In the evening, before the zoo closes, in the warm autumn twilight (especially on the eve of the mystical Halloween), our visitors can look out and see an amazing animal – a kinkajou.

Kinkajou (Potos flavus) is an omnivorous mammal from the raccoon family, an animal characterized by a nocturnal and twilight lifestyle, so it is almost impossible to see it during the day, neither in the zoo nor in its homeland, in Central and South America. This small animal, about the size of a domestic cat, has many figurative names that reflect its habits or lifestyle. It is called a "night wanderer" and a "night monkey" for its active "walks" at night in search of food and for its almost ape-like agility in moving through trees and its prehensile tail, similar to that of some primates. The name "honey bear" was given to the kinkajou for its bear-like face with round ears, like a real bear has, and also for the fact that the little animal is very fond of honey and other sweet foods. In nature, in tropical forests, kinkajou feeds mainly on fruits, flowers, leaves, insects, small vertebrates, and bird eggs can supplement their diet. The animal has a long, up to 20 cm long tongue, which helps it extract honey and nectar. In addition, not only the sticky tail, but also the structure of the paws helps the animal to be extremely agile in its search for food. Its hind legs are longer than its front legs and can turn 180 degrees at the ankles. This allows it to hang on its hind legs from a branch, clinging to it with sharp claws. Kinkajou’s front paws are not inferior to monkey's in dexterity.

In the photo, which we bring to your attention, the animals that live in Mykolaiv Zoo are enjoying the goodies that were offered to them during enrichment of the habitat of these animals. A variety of fruits, honey, boiled eggs, boiled chicken meat, specially grown insect larvae were placed in feeders-"puzzles" made of pumpkin, ecological feeders made of secondary raw materials, packaging. The most active was a female named Alya (she is the one you see in most of the photos). We also have a male Vitalya and children of Alya and Vitalya: Velur and Baika (the animals were given such names for a reason, the kinkajou fur is very soft, really "velor" or "baize").

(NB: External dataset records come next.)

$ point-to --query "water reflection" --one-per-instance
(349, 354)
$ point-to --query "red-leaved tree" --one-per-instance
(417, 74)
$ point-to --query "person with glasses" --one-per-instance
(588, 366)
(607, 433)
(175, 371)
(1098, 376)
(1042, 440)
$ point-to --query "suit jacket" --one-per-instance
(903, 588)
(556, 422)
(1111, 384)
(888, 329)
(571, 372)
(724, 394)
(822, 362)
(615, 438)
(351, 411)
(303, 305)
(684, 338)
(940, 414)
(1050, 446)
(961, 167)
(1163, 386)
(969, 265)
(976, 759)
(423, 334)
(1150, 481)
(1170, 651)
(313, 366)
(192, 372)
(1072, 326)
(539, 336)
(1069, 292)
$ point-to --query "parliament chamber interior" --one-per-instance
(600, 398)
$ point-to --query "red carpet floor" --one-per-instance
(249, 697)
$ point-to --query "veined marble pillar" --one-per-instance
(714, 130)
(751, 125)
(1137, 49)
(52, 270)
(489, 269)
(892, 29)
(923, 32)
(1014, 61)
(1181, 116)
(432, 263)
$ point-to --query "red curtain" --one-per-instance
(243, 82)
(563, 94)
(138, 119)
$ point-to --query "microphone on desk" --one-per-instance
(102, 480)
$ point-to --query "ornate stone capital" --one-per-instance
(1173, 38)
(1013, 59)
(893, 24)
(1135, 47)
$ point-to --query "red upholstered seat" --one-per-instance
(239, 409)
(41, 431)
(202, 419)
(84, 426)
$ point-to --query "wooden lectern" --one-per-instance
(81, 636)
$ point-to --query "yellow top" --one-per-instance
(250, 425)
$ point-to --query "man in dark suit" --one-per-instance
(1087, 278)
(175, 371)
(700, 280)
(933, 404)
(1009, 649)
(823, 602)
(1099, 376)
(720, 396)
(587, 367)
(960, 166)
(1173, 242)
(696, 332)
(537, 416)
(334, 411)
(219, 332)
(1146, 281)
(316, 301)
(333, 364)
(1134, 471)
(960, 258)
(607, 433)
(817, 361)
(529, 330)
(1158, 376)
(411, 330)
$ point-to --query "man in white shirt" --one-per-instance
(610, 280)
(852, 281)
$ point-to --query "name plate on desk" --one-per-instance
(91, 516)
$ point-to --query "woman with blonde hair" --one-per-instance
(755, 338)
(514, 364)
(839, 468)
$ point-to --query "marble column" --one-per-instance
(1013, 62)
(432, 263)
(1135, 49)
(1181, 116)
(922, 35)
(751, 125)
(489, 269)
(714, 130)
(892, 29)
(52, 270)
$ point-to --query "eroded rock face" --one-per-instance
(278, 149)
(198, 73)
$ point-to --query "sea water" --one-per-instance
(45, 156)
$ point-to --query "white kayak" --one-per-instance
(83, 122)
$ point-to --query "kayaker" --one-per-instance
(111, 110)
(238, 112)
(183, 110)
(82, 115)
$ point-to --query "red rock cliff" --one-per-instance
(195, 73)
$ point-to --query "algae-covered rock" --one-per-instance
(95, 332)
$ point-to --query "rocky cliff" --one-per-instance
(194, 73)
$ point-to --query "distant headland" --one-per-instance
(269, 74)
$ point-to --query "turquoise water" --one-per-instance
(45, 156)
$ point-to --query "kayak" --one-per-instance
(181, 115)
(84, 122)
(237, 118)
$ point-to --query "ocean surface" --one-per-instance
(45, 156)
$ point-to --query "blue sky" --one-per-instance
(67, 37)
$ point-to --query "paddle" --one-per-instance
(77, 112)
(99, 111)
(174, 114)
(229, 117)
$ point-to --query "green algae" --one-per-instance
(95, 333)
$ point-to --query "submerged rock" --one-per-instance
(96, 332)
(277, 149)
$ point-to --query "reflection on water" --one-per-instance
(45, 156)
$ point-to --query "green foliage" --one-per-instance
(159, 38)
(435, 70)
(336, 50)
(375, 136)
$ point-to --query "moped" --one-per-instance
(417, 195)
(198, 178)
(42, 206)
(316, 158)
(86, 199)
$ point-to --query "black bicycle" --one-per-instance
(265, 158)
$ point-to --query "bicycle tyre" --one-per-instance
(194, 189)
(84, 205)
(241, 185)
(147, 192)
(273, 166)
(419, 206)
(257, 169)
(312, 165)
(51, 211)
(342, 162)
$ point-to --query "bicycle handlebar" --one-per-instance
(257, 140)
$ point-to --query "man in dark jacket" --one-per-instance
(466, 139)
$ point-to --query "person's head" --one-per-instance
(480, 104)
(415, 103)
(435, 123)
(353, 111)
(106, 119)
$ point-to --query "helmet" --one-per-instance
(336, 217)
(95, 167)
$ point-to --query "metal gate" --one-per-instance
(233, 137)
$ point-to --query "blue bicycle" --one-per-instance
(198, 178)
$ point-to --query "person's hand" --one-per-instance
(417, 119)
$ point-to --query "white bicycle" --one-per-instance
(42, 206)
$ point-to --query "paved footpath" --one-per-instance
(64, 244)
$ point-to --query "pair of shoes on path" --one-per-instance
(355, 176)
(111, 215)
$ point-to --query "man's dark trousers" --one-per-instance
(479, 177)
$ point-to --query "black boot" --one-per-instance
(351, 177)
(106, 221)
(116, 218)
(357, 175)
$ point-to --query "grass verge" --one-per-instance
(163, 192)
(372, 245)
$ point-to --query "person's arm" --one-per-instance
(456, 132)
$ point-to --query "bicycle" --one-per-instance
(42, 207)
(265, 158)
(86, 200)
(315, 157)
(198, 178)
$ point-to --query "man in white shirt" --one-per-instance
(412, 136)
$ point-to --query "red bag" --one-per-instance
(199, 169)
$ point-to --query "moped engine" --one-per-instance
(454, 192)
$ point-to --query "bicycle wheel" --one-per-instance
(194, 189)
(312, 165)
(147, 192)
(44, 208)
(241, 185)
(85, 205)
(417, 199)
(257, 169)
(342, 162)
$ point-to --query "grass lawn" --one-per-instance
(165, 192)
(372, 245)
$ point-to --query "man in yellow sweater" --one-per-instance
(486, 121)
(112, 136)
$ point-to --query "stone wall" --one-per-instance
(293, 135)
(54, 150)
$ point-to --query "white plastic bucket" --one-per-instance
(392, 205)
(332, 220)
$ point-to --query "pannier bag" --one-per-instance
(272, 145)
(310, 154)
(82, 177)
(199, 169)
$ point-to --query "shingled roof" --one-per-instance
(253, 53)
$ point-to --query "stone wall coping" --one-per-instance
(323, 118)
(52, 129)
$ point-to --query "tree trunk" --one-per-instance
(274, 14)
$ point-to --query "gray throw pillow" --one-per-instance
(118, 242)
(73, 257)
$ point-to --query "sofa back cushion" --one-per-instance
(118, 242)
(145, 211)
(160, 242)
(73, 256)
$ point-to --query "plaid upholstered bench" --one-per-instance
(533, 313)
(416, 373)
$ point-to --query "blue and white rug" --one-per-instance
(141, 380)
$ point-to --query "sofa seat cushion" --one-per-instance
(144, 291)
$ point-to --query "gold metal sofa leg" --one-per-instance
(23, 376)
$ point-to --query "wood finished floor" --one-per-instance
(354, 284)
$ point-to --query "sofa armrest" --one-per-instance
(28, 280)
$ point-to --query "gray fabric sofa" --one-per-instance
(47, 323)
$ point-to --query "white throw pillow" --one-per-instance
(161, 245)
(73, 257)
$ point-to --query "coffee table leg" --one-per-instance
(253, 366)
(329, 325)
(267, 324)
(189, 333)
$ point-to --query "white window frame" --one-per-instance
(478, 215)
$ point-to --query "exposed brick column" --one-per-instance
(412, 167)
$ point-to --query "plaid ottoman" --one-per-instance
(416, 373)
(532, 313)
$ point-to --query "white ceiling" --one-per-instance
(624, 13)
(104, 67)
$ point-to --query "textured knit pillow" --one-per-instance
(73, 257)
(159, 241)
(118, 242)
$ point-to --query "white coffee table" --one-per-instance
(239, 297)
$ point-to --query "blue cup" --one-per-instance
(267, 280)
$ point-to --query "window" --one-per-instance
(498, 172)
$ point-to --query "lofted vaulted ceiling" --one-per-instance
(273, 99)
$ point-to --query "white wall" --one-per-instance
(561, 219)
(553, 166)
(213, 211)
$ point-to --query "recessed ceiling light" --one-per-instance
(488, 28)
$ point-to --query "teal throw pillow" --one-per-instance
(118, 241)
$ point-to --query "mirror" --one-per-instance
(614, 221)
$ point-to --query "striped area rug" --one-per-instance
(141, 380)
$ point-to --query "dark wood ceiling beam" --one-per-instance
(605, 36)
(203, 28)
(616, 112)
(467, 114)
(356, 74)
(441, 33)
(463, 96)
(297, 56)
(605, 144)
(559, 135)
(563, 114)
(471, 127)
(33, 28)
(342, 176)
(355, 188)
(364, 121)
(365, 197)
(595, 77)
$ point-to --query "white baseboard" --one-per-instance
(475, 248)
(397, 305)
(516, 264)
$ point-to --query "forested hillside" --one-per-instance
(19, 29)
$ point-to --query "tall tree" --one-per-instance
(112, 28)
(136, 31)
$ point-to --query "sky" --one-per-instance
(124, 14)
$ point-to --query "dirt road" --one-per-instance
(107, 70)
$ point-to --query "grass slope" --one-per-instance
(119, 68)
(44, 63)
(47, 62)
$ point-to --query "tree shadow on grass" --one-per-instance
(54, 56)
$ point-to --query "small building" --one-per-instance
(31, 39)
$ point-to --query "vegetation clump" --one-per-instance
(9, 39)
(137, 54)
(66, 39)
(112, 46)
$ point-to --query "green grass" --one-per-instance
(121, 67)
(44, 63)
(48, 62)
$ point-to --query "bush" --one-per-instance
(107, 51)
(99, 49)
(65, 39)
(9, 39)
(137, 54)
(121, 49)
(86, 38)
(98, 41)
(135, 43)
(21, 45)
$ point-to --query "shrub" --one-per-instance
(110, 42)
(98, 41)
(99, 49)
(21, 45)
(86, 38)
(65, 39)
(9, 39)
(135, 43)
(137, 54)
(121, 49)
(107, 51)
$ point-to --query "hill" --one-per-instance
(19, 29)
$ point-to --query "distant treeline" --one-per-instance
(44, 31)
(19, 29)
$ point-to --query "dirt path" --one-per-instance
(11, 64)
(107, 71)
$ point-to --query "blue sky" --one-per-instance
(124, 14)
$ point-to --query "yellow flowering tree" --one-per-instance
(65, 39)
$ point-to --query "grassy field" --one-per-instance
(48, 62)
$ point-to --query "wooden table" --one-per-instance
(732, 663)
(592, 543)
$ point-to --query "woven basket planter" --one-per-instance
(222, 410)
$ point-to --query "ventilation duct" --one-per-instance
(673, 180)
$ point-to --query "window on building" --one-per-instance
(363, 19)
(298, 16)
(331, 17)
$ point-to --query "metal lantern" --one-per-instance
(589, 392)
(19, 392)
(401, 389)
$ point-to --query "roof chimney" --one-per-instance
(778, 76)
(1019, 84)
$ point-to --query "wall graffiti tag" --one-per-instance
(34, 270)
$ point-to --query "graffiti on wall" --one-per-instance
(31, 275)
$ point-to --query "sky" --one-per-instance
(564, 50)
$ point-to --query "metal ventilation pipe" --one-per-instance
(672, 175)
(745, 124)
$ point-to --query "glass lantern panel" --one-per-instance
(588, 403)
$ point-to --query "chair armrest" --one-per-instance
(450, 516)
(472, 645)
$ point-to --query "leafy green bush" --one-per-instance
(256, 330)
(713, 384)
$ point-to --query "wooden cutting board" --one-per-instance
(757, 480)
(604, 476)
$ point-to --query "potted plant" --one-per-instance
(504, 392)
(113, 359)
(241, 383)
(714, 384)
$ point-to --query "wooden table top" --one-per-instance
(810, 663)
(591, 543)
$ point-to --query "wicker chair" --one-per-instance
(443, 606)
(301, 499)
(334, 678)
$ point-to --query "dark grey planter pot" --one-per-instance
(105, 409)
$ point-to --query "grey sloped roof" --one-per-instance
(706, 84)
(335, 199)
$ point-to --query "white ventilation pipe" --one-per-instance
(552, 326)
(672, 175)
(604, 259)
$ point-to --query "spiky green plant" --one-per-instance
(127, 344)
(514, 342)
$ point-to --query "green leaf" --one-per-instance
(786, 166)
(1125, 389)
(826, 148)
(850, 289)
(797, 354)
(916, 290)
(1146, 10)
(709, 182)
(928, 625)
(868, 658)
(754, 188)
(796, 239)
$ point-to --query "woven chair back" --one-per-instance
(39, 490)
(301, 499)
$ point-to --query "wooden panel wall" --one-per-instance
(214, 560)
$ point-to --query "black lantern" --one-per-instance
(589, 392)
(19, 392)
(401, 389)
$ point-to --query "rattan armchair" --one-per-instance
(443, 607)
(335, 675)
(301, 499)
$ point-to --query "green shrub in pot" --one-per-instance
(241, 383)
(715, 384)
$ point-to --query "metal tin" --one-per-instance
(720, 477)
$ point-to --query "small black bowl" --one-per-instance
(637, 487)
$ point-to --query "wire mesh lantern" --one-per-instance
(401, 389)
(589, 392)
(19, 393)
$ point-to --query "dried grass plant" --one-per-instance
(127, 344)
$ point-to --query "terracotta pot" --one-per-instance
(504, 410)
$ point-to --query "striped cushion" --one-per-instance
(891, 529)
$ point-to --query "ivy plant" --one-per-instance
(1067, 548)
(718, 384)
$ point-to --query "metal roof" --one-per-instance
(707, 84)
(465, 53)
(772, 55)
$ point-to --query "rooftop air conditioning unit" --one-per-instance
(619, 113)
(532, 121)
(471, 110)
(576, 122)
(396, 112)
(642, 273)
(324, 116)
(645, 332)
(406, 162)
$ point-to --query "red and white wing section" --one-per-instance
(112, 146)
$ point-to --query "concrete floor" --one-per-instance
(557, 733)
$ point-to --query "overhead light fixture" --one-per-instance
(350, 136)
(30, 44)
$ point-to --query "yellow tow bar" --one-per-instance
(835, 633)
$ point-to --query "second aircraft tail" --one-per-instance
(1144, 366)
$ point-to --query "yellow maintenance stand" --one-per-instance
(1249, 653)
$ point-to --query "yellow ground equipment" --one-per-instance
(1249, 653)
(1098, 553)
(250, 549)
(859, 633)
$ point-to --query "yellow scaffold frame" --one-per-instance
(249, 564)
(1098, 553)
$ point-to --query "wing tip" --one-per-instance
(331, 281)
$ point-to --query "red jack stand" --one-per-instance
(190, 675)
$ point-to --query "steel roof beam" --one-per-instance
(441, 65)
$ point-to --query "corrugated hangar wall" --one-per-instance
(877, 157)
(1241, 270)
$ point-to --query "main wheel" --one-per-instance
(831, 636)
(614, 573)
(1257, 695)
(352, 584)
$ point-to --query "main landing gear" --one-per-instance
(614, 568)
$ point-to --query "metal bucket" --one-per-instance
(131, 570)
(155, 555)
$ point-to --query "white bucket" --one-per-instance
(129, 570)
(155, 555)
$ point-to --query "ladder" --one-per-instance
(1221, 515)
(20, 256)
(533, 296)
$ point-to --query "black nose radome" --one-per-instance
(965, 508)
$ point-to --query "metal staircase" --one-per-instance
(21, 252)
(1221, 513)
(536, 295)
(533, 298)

You can find the enclosure of Alya, Vitalya and their family in the complex of enclosures for small tropical carnivores (pictured). But we advise you to be patient if you want to see these interesting animals, and remember that kinkajous only start coming out of the shelter where they stay during the day at dusk, shortly before the zoo closes and only in the warm period of the year.

Hurry up to see the unusual "night monkeys", "honey bears", and in fact relatives of the raccoon – the kinkajou!